The NFU welcomes the opportunity to comment on the amendments to the Canada Grain Act flowing from the elimination of inward inspection by the Canadian Grain Commission (CGC), the end of mandatory weigh overs at primary and terminal elevators, and the end of Grain Appeals Tribunal as well as other changes.
In general the NFU has expressed its opposition to these changes for a long time, and that is undiminished. In our opinion there was incredible value to the grain system, as well as producers, when the CGC conducted inward inspection and grading. CGC inspectors operated as independent graders mandated, as is the entire CGC, to act in the interests of the grain producers. Inward inspection acted as a continuous audit of grain coming into terminal position and checked the accuracy of what was shipped from the primary elevators as well as catching any problem with grain on arrival at the terminal. It has been an important part of Canada’s grain quality assurance system as well. The provision of inward inspection by private service providers or by the grain companies themselves discounts and eliminates the producer interest mandate. Private service providers would see as their clients the grain companies rather than farmers. Slowly farmers will see their interests eliminated from the system as a consequence.

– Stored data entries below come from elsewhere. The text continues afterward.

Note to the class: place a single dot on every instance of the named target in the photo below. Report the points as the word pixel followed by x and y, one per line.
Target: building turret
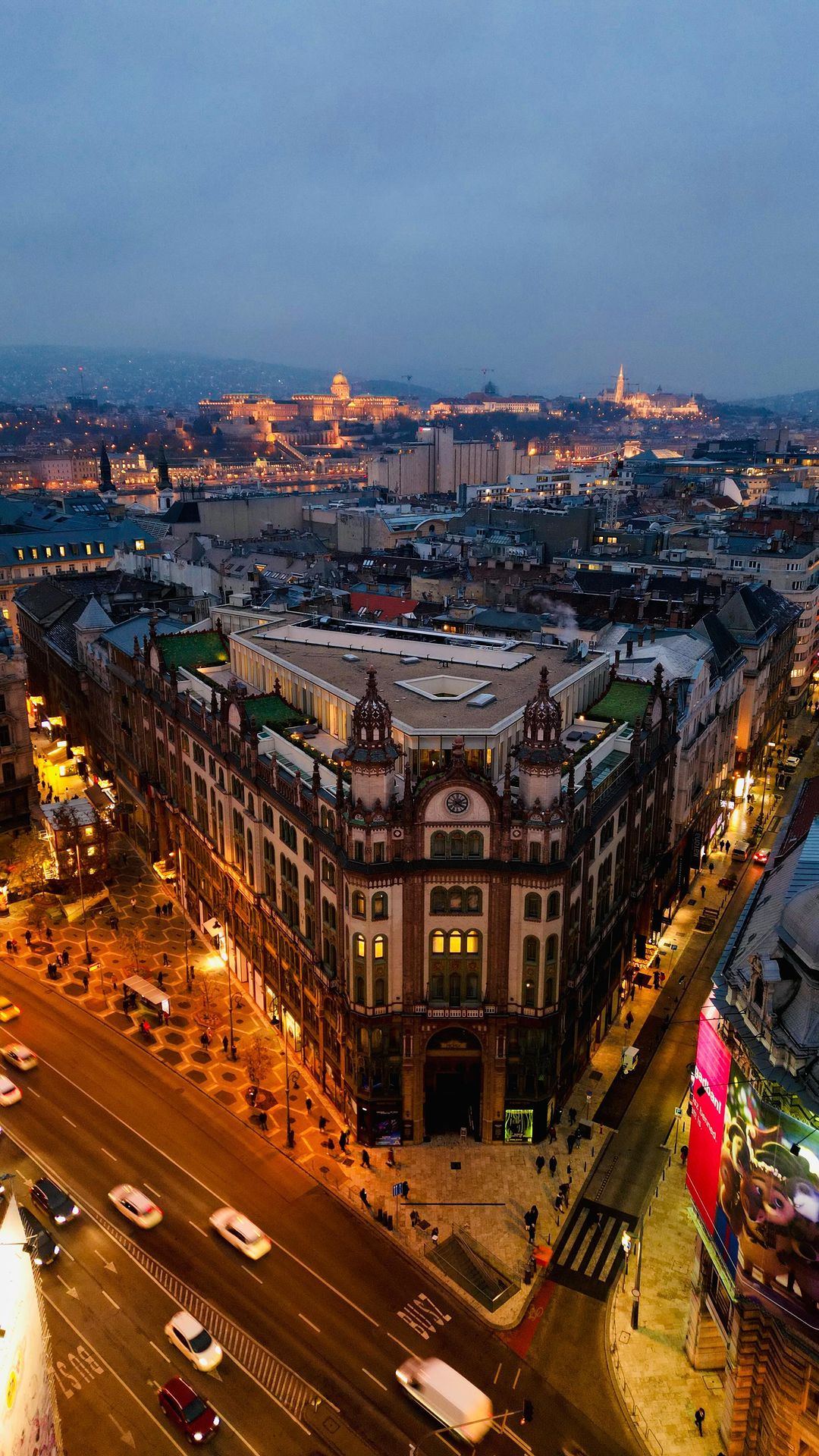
pixel 371 752
pixel 539 755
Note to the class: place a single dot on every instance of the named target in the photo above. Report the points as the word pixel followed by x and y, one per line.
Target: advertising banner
pixel 708 1094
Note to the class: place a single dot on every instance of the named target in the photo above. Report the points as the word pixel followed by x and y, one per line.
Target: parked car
pixel 53 1200
pixel 8 1009
pixel 136 1206
pixel 19 1057
pixel 193 1340
pixel 241 1232
pixel 44 1248
pixel 194 1417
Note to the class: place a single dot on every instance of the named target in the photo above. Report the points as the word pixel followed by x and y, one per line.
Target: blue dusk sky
pixel 428 188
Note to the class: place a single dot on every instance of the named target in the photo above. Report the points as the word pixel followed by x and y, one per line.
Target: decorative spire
pixel 371 734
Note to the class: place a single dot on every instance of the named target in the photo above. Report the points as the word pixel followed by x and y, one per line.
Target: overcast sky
pixel 420 187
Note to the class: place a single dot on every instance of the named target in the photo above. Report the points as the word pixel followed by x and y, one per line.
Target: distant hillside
pixel 50 373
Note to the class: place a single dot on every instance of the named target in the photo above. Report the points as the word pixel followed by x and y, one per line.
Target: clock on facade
pixel 457 802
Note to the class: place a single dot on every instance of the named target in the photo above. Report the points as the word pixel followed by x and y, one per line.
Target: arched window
pixel 532 906
pixel 531 951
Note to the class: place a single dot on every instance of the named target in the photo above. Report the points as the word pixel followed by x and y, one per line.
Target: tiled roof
pixel 624 702
pixel 193 650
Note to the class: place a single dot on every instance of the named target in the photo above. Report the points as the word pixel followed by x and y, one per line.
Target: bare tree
pixel 257 1055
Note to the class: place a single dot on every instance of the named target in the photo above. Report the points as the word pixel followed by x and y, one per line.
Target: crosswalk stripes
pixel 589 1253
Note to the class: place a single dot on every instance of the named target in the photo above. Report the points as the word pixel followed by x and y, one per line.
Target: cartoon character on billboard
pixel 768 1191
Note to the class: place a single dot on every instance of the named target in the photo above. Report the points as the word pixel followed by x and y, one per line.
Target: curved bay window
pixel 455 967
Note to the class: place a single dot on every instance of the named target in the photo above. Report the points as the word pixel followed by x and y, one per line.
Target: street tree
pixel 257 1055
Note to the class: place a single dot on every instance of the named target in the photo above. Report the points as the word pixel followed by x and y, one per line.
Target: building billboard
pixel 708 1097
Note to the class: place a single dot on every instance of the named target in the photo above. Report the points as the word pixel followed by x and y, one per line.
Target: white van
pixel 449 1397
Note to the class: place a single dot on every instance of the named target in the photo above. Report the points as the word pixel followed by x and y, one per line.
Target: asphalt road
pixel 334 1301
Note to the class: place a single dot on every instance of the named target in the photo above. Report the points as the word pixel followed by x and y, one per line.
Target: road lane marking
pixel 118 1378
pixel 327 1285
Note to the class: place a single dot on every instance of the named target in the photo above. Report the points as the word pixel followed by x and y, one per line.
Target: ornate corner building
pixel 444 946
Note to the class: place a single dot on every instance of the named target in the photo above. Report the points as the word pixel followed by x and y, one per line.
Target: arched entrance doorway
pixel 452 1082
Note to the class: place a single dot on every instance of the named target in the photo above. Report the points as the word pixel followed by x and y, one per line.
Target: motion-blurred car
pixel 44 1248
pixel 19 1057
pixel 194 1417
pixel 193 1340
pixel 53 1200
pixel 9 1091
pixel 241 1232
pixel 136 1206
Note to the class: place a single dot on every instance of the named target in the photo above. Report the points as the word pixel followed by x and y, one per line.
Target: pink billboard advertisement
pixel 708 1097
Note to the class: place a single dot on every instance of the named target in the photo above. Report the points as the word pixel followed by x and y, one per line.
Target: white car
pixel 193 1340
pixel 136 1206
pixel 9 1091
pixel 241 1232
pixel 19 1057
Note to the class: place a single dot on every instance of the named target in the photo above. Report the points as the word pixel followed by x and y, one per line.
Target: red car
pixel 188 1411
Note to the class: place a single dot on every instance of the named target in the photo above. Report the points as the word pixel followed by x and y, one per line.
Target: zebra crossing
pixel 589 1254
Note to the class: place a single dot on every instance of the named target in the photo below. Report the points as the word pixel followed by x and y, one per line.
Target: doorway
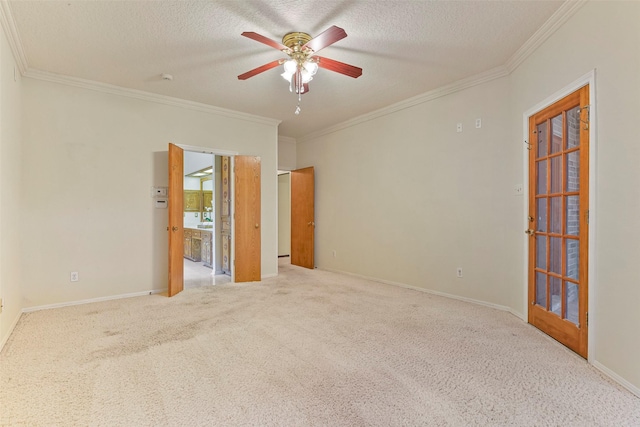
pixel 244 183
pixel 559 220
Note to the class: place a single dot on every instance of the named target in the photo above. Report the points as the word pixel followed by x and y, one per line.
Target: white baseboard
pixel 11 328
pixel 89 301
pixel 617 378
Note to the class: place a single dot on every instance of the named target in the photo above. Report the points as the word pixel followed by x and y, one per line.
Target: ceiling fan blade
pixel 326 38
pixel 259 70
pixel 262 39
pixel 339 67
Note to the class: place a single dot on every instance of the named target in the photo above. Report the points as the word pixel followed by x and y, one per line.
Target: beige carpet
pixel 306 348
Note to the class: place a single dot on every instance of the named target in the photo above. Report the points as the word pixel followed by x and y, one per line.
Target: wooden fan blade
pixel 339 67
pixel 326 38
pixel 259 70
pixel 262 39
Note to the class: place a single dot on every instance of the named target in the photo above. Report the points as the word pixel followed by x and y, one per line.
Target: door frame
pixel 587 79
pixel 231 154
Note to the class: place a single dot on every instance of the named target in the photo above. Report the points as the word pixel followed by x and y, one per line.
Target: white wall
pixel 11 192
pixel 406 199
pixel 604 36
pixel 90 159
pixel 286 153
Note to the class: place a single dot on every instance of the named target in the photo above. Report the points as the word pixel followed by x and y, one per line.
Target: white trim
pixel 475 80
pixel 287 139
pixel 146 96
pixel 10 331
pixel 428 291
pixel 617 378
pixel 92 300
pixel 587 79
pixel 207 150
pixel 13 37
pixel 558 19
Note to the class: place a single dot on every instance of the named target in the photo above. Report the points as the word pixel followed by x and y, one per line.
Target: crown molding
pixel 147 96
pixel 559 17
pixel 286 139
pixel 9 26
pixel 485 77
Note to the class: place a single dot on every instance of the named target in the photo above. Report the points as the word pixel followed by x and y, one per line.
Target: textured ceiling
pixel 406 48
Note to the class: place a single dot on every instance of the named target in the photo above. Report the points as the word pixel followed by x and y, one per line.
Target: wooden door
pixel 176 220
pixel 247 255
pixel 558 215
pixel 302 217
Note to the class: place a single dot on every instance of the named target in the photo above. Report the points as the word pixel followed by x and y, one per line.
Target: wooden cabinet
pixel 207 252
pixel 207 197
pixel 192 201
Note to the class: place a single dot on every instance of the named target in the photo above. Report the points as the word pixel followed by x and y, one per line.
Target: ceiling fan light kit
pixel 302 64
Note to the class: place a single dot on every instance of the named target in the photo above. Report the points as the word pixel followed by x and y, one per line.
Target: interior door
pixel 302 217
pixel 247 219
pixel 558 215
pixel 176 220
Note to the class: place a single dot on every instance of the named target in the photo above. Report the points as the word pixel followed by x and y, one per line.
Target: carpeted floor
pixel 305 348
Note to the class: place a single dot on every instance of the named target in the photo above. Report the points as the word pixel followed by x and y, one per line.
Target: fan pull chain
pixel 299 100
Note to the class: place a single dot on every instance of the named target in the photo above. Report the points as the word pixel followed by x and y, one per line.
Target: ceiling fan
pixel 303 62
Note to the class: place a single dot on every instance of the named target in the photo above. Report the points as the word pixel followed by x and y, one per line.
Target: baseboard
pixel 615 377
pixel 430 291
pixel 11 328
pixel 91 300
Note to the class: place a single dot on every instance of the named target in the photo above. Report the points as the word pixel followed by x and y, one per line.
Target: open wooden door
pixel 302 217
pixel 247 219
pixel 558 216
pixel 176 220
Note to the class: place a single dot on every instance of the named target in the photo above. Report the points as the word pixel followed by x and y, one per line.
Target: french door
pixel 558 219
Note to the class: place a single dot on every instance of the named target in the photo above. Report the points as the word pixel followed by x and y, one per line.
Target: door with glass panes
pixel 558 220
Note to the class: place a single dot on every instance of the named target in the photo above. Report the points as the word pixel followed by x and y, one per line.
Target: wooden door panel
pixel 558 212
pixel 302 217
pixel 247 219
pixel 176 220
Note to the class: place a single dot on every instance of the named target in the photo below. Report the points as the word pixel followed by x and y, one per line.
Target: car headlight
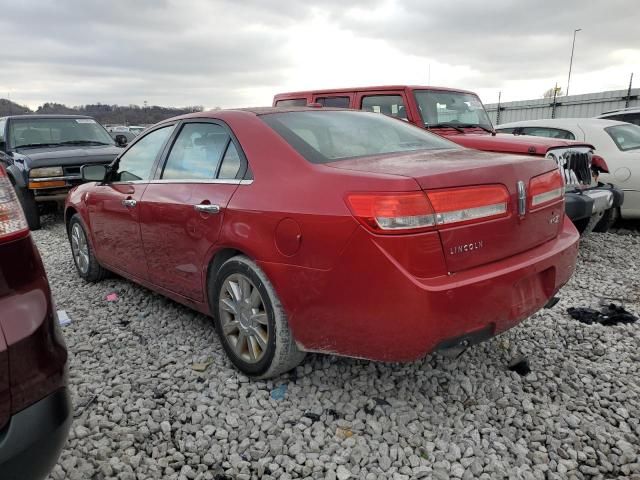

The elimination of weigh-overs is also a fundamental loss for grain producers, as again, the check it provided to determine if the grain companies weights and dockage were accurate fully translated into fair compensation for grain producers for their actual deliveries. This check in the system forced grain companies to accurately weigh deliveries, as excess overages that would occur from inaccurate measures would eventually be detected and corrected. This is no longer the case and farmers are likely to fall victim to the abuses they experienced in the past when grain companies faced no checks on their power.